Trotzdem wirken die Zustände in Island himmlisch. Kulturell betrachtet. Man stelle sich vor: Die Hauptstadt Reykjavik ist so groß wie Göttingen, die Einwohnerzahl des gesamten Landes gerade mal doppelt so hoch. Dennoch finden Menschen, deren Unterhaltungsanspruch sich nicht im nächtlichen Kühe-Umstoßen erfüllt, hier alles. Der karge Fels im Meer hat erstklassige Galerien und eine florierende Filmszene. Und auch wenn Isländer, wie alle Skandinavier, ab zehn Uhr abends alkoholisiert durch die Clubs kriechen, ertönen dabei feinste Drum’n’Bass-Novitäten.
„Wir leben weit ab vom Rest der Welt. Das prägt“, sagt Siggi Kjartanson von Gus Gus. „Die Menschen haben Angst, etwas zu verpassen. Deshalb sind sie besessen davon, in allen nur vorstellbaren Bereichen die Nase vorne zu haben.“ Leadership durch Isolation?
„So könnte man das nennen“, sagt Siggi und schüttet sich Kaffee aus einer literschweren Blechkanne ein, die hier in den Restaurants serviert werden. An die 20 dürfte er davon in den letzten Tagen geleert haben. So lange hat Siggi schon nicht mehr geschlafen, was man in einem Land, wo die Sonne manchmal gar nicht richtig aufgeht, um dann nicht mehr richtig unterzugehen, keineswegs erstaunlich findet. Es mußten Vorbereitungen zur großen Show am Abend getroffen, es mußten Interviews geführt werden, denn das Album „Polyesterday“ soll ein Welthit werden.
Außerdem ist es Siggi gewohnt, rund um die Uhr zu arbeiten. Wie für alle Mitglieder des neunköpfigen Ensembles ist Musik nur einer von vielen Wirkungsbereichen. Er selbst arbeitet als Filmemacher, Kollege Baidur Stefänsson organisiert politische Kampagnen, Sänger Daniel Ägust gilt als Star des Nationaltheaters. Die restlichen sechs Menschen von Gus Gus sind nicht minder stark engagiert. Hat eine hohe Dichte an Kulturschaffenden, dieses Island.
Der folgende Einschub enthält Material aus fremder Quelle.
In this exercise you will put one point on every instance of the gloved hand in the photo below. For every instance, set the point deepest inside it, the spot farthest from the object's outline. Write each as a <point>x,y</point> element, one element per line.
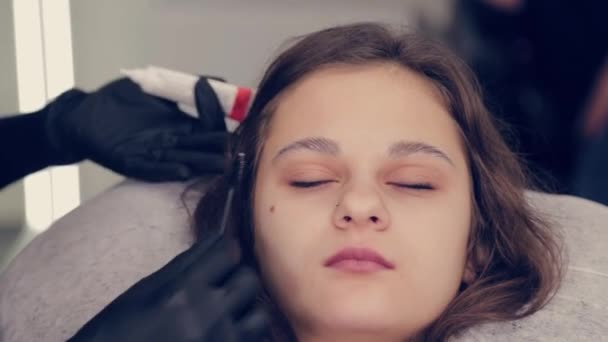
<point>203,294</point>
<point>132,133</point>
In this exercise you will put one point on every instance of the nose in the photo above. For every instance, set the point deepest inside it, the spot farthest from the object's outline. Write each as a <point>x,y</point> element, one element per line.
<point>359,208</point>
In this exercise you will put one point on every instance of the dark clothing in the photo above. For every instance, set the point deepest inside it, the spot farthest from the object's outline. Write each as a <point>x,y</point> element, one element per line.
<point>538,66</point>
<point>24,144</point>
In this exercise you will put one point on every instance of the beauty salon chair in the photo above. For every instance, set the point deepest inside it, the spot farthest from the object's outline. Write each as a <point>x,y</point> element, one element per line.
<point>90,256</point>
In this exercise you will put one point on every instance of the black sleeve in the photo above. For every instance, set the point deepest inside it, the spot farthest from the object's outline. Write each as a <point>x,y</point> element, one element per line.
<point>23,146</point>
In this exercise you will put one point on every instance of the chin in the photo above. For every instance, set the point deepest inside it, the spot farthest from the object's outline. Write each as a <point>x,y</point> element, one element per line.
<point>363,315</point>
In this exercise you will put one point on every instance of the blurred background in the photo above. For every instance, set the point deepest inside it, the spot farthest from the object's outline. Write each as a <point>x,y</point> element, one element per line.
<point>543,66</point>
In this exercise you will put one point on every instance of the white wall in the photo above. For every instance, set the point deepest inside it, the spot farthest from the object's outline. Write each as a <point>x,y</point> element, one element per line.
<point>230,38</point>
<point>11,198</point>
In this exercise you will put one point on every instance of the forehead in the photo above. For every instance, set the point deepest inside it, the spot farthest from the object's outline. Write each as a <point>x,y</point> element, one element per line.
<point>364,107</point>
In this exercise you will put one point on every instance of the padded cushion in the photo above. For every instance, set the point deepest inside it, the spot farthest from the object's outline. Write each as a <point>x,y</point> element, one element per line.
<point>87,258</point>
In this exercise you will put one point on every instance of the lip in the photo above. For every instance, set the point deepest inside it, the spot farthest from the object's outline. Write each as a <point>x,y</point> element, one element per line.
<point>356,259</point>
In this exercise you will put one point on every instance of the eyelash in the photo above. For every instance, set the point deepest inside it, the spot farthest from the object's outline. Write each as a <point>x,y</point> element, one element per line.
<point>414,186</point>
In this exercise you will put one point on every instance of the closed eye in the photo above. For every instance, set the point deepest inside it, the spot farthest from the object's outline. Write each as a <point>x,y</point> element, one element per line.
<point>304,184</point>
<point>414,186</point>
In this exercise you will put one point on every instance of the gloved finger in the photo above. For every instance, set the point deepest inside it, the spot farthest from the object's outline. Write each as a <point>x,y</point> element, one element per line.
<point>174,268</point>
<point>206,141</point>
<point>241,291</point>
<point>154,171</point>
<point>254,325</point>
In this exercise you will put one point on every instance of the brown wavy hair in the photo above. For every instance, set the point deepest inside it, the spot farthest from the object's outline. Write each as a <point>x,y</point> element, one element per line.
<point>517,256</point>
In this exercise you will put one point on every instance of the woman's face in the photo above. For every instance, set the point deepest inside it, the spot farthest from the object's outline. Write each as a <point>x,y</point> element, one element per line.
<point>362,203</point>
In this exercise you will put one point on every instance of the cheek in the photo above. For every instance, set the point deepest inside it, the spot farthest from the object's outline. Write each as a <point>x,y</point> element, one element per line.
<point>435,238</point>
<point>287,246</point>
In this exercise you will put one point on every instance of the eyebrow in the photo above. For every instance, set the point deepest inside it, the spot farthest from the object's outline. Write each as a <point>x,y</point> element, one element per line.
<point>398,149</point>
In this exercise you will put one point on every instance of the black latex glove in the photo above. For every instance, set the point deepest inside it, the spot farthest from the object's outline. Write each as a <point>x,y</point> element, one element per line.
<point>203,294</point>
<point>133,133</point>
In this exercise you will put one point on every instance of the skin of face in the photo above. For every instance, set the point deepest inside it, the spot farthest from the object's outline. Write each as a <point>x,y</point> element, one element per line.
<point>391,175</point>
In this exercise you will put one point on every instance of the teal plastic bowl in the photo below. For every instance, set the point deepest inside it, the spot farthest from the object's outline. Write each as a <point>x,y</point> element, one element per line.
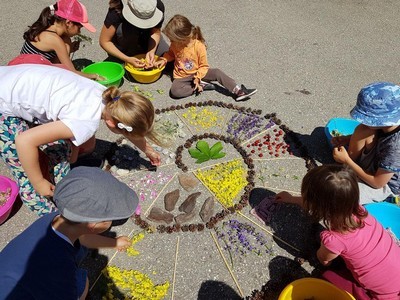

Jawohl, Kultur. Mit langem U! Während Musiker im Rest der Welt sich nicht zu schade sind, den ungefähr 3000. Knicks vor Tarantino zu machen, gehen Gus Gus an die harten Geschosse. Den Namen haben sie aus Fassbinders „Angst essen Seele auf“. Deutsches Neurosenkino und isländischer Techno-Pop – komische Kombination. Macht aber Sinn, wenn man Gus Gus mal live gesehen hat Denn ihre Performance ist von sperriger Zeichenhaftigkeit. Da bewegen sich die Personen wie in Fassbinders Show-Satire „Warnung vor einer heiligen Nutte“, aber zu dem angenehm verstaubten Acting ruft die Band moderne Beats aus den Sequenzern ab.
Auf „Polyesterday“ schrauben Gus Gus versiert Versatzstücke aus den Clubs dieser Weh zusammen. Flächige House-Beats, Soul-Melodien. Jaja, TripHop darfst du auch dazu sagen. Manchmal singt eine Frau im Stil von Björk.
Man muß Siggi übrigens gar nicht darauf ansprechen, um Lobesbekundungen über Björk zu hören. Vorbeugend werden Nervensägen auch mal ruhiggestellt, die an einer Person Islands kulturellen Reichtum festmachen wollen. So einfach geht das.